Which is right, even though TCO still is a buzzword and purest garbage. (I have yet to see any 'TCO comparison' that's used valid criteria as opposed to marketing drivel.)
However, the fact is that your Raptors will be slower than even 10K Fujis on an LSI 20320RB in RAID1, forget even coming CLOSE to a pair of 15K Fuji MAX's on an Ultra320-2E (average sustained >120MB/sec, random seek <3ms what?)
Outperform? Keep dreaming, kid. Wrong wrong and yet more wrong. There isn't a chance in hell of a Raptor ever touching the performance of a Fuji MAX or Hitachi 15K147, ever.

I have to agree. My old ass LSI MegaRAID U320-2 and a single 10,000rpm Fujitsu Ultra 320 SCSI drive are faster than a Raptor 150GB. I haven't done any RAID testing since I upgraded, but they aren't that much faster than the older 74GB drives would have been. I had actually benchmarked my 75GB Raptors against the above mentioned SCSI setup, and the single drive beat out the SATA RAID0 Raptor pair.

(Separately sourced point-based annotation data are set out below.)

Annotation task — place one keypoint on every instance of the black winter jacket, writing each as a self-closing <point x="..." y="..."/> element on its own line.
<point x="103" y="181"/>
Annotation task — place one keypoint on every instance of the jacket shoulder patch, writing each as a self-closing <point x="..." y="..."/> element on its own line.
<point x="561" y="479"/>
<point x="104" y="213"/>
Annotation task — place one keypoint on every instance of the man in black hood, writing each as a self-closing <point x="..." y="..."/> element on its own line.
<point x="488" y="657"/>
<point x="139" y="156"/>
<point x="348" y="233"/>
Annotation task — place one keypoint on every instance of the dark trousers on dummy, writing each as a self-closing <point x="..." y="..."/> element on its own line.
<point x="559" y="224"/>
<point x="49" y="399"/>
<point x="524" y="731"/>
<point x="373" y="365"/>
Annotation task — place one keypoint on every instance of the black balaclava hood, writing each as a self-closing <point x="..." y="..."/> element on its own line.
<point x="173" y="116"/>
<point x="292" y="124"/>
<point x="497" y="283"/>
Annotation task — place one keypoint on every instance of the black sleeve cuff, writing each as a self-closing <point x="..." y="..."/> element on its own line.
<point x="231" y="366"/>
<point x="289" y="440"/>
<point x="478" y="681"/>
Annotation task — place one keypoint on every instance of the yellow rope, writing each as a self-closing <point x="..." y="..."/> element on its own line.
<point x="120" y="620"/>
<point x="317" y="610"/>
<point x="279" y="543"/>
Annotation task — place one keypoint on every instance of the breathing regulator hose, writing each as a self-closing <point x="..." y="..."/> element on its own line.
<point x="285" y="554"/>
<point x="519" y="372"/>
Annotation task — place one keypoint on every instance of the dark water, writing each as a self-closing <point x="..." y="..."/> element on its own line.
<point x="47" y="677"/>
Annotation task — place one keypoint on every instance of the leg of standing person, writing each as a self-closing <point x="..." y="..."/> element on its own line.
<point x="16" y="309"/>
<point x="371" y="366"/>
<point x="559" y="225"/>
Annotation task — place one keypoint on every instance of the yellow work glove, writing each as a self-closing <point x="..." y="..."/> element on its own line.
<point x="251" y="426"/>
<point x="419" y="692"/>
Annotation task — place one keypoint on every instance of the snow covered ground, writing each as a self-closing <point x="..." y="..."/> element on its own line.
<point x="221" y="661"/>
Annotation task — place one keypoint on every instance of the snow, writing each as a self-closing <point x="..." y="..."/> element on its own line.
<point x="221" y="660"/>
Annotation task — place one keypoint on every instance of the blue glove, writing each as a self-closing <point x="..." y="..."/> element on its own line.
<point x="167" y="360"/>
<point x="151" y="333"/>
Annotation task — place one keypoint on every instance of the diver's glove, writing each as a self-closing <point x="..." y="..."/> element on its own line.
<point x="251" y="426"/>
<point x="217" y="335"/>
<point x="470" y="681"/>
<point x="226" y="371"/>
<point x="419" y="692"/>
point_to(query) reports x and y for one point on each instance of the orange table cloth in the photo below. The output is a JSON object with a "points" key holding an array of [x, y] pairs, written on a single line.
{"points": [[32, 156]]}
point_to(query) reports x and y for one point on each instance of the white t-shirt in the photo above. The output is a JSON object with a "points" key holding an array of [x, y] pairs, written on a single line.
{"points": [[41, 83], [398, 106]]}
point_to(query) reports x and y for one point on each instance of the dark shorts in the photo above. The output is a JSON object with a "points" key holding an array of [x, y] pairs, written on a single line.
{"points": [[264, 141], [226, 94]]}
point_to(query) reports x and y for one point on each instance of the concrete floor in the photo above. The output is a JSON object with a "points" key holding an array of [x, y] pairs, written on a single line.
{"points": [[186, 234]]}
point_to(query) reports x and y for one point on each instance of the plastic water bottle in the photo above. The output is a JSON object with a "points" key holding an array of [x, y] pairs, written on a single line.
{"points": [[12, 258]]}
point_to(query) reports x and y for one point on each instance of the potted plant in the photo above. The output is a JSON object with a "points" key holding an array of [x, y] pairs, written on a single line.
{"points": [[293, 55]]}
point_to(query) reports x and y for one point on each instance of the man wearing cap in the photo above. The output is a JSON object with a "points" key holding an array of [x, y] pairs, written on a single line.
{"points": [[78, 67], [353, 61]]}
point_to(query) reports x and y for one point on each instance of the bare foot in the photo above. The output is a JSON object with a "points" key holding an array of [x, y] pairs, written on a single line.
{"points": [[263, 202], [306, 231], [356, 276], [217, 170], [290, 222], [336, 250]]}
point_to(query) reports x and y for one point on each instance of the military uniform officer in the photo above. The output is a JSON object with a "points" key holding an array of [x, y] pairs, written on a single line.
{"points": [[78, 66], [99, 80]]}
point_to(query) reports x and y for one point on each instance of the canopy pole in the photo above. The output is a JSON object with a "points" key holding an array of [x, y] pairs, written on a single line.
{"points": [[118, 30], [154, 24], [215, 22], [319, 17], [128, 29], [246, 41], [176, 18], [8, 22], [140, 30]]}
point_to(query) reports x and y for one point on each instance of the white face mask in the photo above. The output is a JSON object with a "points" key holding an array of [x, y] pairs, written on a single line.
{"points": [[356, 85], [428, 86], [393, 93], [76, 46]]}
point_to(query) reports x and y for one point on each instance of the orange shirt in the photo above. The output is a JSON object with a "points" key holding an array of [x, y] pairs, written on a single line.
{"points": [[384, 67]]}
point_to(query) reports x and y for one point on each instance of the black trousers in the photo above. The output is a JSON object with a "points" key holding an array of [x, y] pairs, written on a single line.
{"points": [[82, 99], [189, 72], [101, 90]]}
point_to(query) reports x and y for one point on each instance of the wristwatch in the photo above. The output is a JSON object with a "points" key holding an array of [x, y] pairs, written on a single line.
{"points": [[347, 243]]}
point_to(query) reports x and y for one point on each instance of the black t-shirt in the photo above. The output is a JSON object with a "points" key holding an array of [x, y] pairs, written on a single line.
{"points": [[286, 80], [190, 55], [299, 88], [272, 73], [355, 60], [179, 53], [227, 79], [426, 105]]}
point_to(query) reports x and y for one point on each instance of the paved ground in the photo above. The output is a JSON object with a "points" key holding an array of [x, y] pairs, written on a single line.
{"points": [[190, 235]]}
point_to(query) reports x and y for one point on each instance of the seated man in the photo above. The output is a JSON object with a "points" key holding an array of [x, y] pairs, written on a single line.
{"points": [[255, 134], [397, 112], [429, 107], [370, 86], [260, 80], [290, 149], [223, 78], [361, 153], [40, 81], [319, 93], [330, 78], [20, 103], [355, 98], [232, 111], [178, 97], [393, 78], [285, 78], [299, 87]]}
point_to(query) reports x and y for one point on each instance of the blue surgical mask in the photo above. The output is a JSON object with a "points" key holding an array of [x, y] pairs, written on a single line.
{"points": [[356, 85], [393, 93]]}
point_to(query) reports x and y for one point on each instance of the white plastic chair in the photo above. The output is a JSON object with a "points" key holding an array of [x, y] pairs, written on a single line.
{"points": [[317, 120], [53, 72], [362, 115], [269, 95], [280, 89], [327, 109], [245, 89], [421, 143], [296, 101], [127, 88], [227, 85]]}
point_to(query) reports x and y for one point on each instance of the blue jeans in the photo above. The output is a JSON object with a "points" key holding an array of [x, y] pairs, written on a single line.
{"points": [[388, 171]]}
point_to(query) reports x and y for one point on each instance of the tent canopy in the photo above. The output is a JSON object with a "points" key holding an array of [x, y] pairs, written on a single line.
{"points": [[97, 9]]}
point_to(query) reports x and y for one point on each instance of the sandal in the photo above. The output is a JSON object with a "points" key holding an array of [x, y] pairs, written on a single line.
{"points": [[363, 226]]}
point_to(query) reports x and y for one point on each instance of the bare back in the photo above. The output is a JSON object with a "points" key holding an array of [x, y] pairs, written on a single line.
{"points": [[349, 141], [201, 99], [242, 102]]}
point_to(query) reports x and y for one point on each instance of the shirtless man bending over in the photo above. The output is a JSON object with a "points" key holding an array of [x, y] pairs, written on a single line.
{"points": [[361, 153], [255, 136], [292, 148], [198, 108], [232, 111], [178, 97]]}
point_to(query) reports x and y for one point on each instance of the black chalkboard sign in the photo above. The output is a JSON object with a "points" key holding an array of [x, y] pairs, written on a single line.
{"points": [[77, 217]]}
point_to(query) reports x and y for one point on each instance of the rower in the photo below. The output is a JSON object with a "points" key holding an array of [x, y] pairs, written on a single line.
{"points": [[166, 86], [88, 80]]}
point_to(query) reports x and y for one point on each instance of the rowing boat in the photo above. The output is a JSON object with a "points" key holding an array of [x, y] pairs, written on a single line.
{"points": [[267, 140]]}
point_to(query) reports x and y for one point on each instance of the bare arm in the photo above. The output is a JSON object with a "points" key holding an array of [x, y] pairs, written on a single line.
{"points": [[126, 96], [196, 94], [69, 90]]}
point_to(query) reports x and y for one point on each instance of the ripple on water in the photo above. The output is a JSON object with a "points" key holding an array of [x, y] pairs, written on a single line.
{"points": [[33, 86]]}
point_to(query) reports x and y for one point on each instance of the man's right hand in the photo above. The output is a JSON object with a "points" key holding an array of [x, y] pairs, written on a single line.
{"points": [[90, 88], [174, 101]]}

SCSI drives are superior, for all the reasons mentioned above. The other thing is that the onboard SATA controllers are crap compared to anything with a dedicated IO processor. Not that the difference would be worthwhile for most gamers and home users, but anyone who thinks that SATA and SCSI are in the same league, doesn't know what they are talking about.